We’ve always had managers telling musicians when to make an album, whether or not to leave it in the can while the manager tries to sell it, when to play shows, where to play shows, and far too many other things about the actual making of art.


These people who supposedly sell the art we make also want to tell us what sells and therefore what to make. I had a licensor tell me once that a song seemed “specific” as if that was cause enough not to consider it. Not “too specific,” just “specific” as if I shouldn’t write about actual things. The overall message from all of these marketers and managers to musicians is: make the music we already know how to sell.


Musicians don’t need to learn to make music that sells. Marketers need to learn to sell the music we make.


I used to work for a camera company who made crazy cutting edge cameras. Never did we in marketing tell the inventors of the camera we couldn’t sell it because it wasn’t like the other cameras on the market.
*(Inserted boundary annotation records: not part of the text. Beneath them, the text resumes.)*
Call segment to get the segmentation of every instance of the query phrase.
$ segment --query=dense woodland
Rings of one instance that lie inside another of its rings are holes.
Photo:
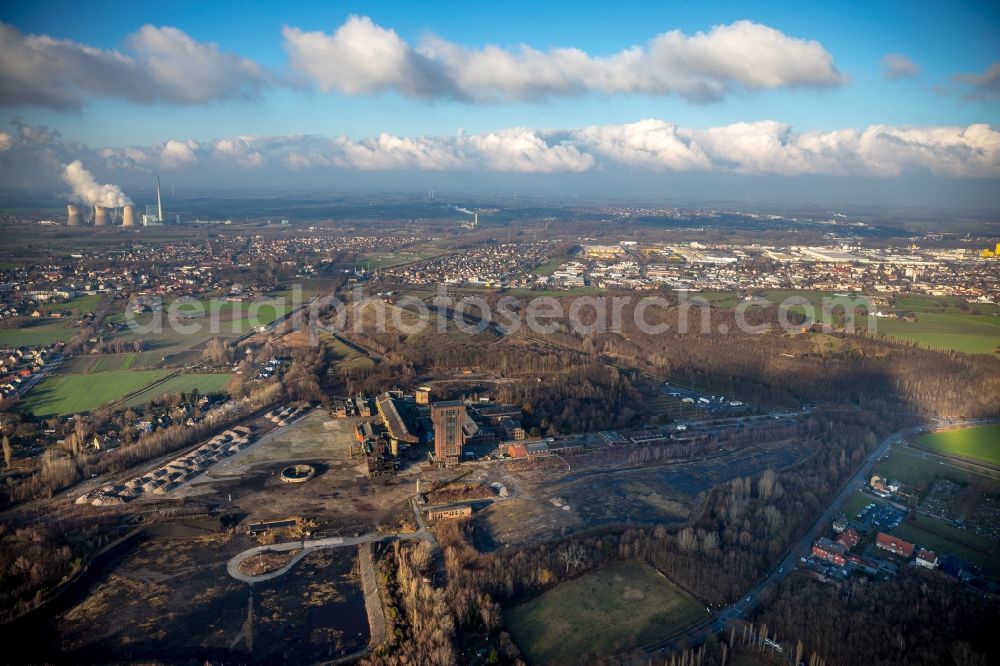
[[[995,599],[940,571],[904,567],[885,582],[856,578],[843,586],[800,574],[786,579],[758,616],[782,640],[801,640],[805,654],[831,665],[986,666],[1000,659]]]

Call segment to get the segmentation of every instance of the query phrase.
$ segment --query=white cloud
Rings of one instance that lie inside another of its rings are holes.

We had meetings and we brainstormed and we figured out how to sell it. It was hard work. It was uncertain work. We didn’t know what would sell already.


It would be great to see the marketing dynamic in music change to embrace that uncertainty. Nothing could make it more evident that the business side of the music business is awash with a bunch of philistines than the fact that these managers and marketers aren’t seeking interesting music to work with but attempting to reel in the same old crap.


All that said, I realize there are managers and marketers and labels and such doing good work and finding interesting music. They’re just quiet about it. If you’re doing interesting art, hopefully they’ll find you. Just don’t listen to the guys telling you how to do your work. They’re trying not to focus on their own.